她颤抖着手撕开湿透的内裤,想要把里面的精液掏出来。可当指尖再次探入那个湿热的洞穴时,快感的浪潮几乎淹没了理智。阴道内壁每一寸褶皱都敏感得不可思议,而最深处那个小小的宫颈口,此刻正微微张开着,一些更浓稠、更温热的白浊正从那道缝隙中缓缓溢出——那是已经射入子宫深处的精液,此刻正在她身体的温暖浸泡下,从宫颈口反流出来。
萧玉绝望地意识到:那些精液已经进入了她最不该进入的地方。而随着每一次心跳,小腹深处传来的温热饱胀感都在提醒她——有那么多的男性精华,此刻正浸泡在她作为女性最神圣的孕育之所里,缓缓渗透着子宫壁,甚至可能……可能已经有那么几滴,穿透了宫颈粘液的屏障,进入了输卵管的深处。
"哈啊……哈……"
她的呼吸变得紊乱。明明心里充满了恐惧和羞耻,身体却诚实地给出了反应:又一股温热粘稠的爱液从阴道深处涌出,与那些残留的精液混合在一起,在她分开的双腿间拉出淫靡的银丝。而随着她试图站直身体的动作,一股浓稠的白浊突然从阴道口涌出,“噗嗤”一声滴落在草地上,在刚才那滩更大的精液旁边,又增添了一小滩新鲜的乳白色。
咬着一口银牙,萧玉浑身发软得几乎站立不住。不仅仅是体力耗尽,更是身体深处那股诡异的、被填满的满足感在作祟。她撑着树干,低头看着自己凌乱的衣衫——裙摆上沾满了精液和爱液混合的污渍,大腿内侧滑腻一片,就连小腿上都流淌着从大腿根部蔓延下来的白浊痕迹。而最让她绝望的是,当她试图夹紧双腿时,阴道深处传来的饱胀感和子宫口的酥麻吸吮感,让她忍不住又泄出一声甜腻的呻吟。
这次不仅没有教训到那家伙,反而……反而在莫名其妙的情况下,被人夺走了处女,甚至被内射到了子宫深处。这种结局,让得萧玉在羞愤之余,更涌起一阵毛骨悚然的恐惧——到底是谁?或者说,到底是什么东西,在她毫无察觉的情况下,对她做了这种事?

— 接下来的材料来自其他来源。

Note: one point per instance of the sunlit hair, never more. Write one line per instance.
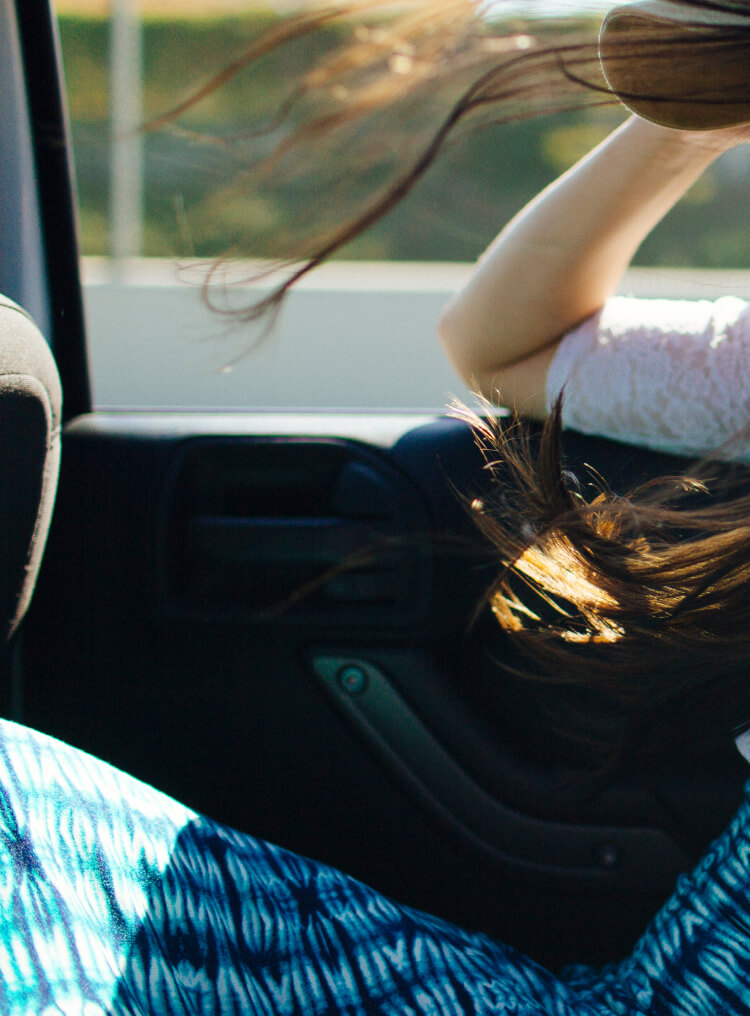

想起先前萧炎的放肆举动,萧玉虽然心中又羞又怒,但此刻更多的是一种深入骨髓的寒意。她强迫自己冷静下来——不能闹大,绝对不能。如果被人知道她莫名其妙失身,还被人内射到子宫,甚至可能……可能已经怀孕的话……
这个念头让她几乎崩溃。她颤抖着手摸向小腹,那里的温热和饱胀感如此真实。如果那些精液真的穿透了宫颈,如果有任何一个精子在输卵管内遇见了她这个月刚刚排出的卵子……
"不……不会的……这才过去几分钟……"
她试图安慰自己,可是生理知识告诉她:精子进入女性体内后,只需要几分钟就能游到输卵管。而她现在正处于排卵期——这一点她自己很清楚,因为这几天小腹一直有轻微的胀痛,那是卵泡成熟后排出卵子的征兆。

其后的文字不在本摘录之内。